Grève du 2 octobre : bilan d'une journée de mobilisation moins suivie que prévu
latribune.fr
Des manifestants marchent à côté des ballons du syndicat CGT lors d'une manifestation à Paris dans le cadre d'une journée de grèves et de protestations nationales contre le gouvernement et les éventuelles mesures d'austérité en France, le 2 octobre 2025.
Ce jeudi, un mouvement social national a affecté les écoles et les transports dans l’Hexagone.
C'est la troisième journée de mobilisation sociale depuis la rentrée organisée pour s'opposer aux pistes d'économies budgétaires et demander plus de justice fiscale. Mais la grève de ce jeudi 2 octobre s'est avérée moins suivie que celle du 18 septembre, avec des taux de grévistes attendus en recul.
Transports
Dans la Capitale, le service est resté normal sur l'ensemble du réseau RATP, à l'exception de quelques perturbations sur le RER B, qui traverse Paris du Nord au Sud.
Côté SNCF, le trafic des TGV s'est aussi retrouvé à normal jeudi, tandis que « quelques perturbations (sont) à prévoir » sur les TER, RER, Transilien et Intercités.
Dans le secteur aérien, 75 grévistes étaient déclarés et « des retards sont à prévoir » , mais avec « un impact limité », selon le ministère des Transports, qui souligne qu'« aucune perturbation significative n'est à prévoir dans les aéroports parisiens ».
Manifestations
La CGT annonce jeudi « près de 600 000 » manifestants partout en France quand ils n'auraient été que 195 000 selon le ministère de l'Intérieur. Ce, contre plus de 500 000 il y a deux semaines selon la police, la CGT avançant le chiffre d'un million de manifestants.
A Paris, selon la Préfecture de police de Paris, 24 000 personnes ont manifesté.
En dehors des cortèges, quelques rassemblements étaient prévus dès le petit matin sur des ronds-points et à des carrefours, selon la CGT.

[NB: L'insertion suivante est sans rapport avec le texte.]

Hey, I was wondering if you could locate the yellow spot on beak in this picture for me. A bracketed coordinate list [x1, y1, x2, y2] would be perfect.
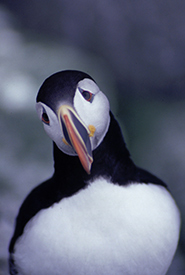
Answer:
[88, 125, 96, 137]
[62, 138, 69, 145]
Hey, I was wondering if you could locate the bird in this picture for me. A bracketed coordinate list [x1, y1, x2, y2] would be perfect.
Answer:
[9, 70, 181, 275]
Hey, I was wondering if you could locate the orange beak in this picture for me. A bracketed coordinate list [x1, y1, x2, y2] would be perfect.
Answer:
[58, 105, 93, 174]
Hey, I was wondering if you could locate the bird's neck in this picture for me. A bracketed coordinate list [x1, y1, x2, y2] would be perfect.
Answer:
[54, 113, 134, 192]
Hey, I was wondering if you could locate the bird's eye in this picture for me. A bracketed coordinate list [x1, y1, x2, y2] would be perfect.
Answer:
[42, 110, 49, 125]
[81, 90, 94, 102]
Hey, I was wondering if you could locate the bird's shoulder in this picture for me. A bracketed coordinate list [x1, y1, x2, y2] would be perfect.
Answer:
[9, 178, 59, 252]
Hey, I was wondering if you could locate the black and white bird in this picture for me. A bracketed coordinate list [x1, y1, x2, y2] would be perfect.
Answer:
[9, 70, 180, 275]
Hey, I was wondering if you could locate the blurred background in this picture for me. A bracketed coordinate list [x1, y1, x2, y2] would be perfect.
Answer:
[0, 0, 185, 275]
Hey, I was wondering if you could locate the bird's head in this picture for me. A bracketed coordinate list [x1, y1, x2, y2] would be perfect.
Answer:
[36, 70, 110, 174]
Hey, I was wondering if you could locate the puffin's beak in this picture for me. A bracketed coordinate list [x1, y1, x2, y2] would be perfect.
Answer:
[58, 105, 93, 174]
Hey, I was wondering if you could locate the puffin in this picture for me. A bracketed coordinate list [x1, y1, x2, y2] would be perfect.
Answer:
[9, 70, 180, 275]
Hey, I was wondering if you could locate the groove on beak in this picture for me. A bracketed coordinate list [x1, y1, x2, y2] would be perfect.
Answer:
[58, 105, 93, 174]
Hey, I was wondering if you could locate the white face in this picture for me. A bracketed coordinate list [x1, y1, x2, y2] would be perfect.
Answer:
[36, 78, 110, 155]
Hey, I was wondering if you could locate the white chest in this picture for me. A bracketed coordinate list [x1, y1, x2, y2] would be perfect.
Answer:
[15, 179, 180, 275]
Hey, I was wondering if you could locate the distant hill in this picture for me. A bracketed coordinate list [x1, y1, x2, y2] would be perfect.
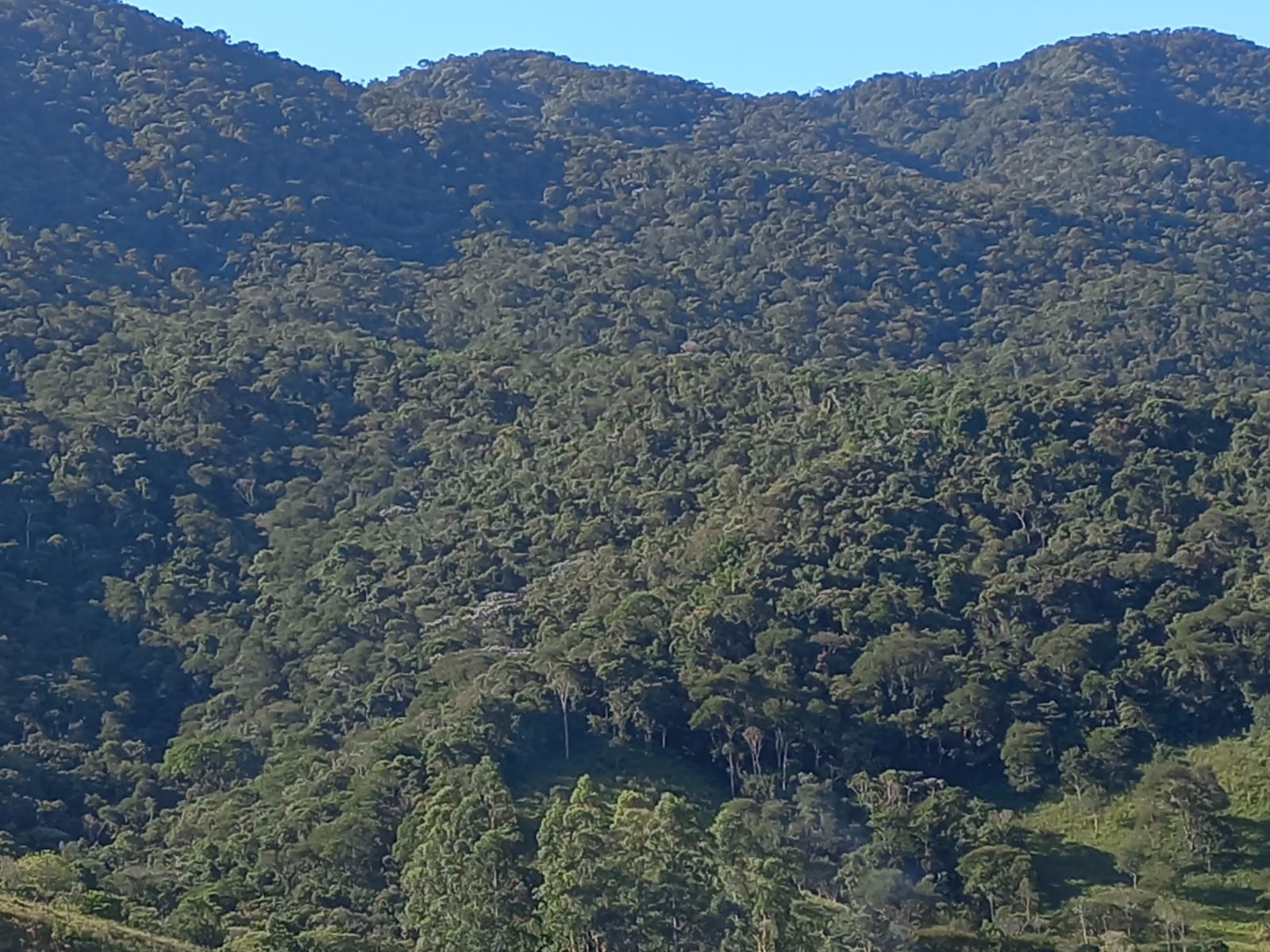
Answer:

Par ailleurs, quelque 76 000 policiers et gendarmes ont été mobilisés dans le pays contre 80 000 lors des précédentes journées de mobilisation, a indiqué ce jeudi le ministre démissionnaire de l'Intérieur Bruno Retailleau.
Écoles
Le Snes-FSU, premier syndicat du secondaire, a comptabilisé 27 % de grévistes dans les collèges et lycées jeudi matin, a-t-il annoncé. De son côté, la FSU-Snuipp, premier syndicat du primaire, a indiqué mardi tabler sur 10 % des enseignants du premier degré (écoles maternelles et élémentaires) grévistes, en recul par rapport à la semaine dernière. Le ministère de l'Éducation, avance, de son côté, le chiffre de 6,42 % d'enseignants grévistes.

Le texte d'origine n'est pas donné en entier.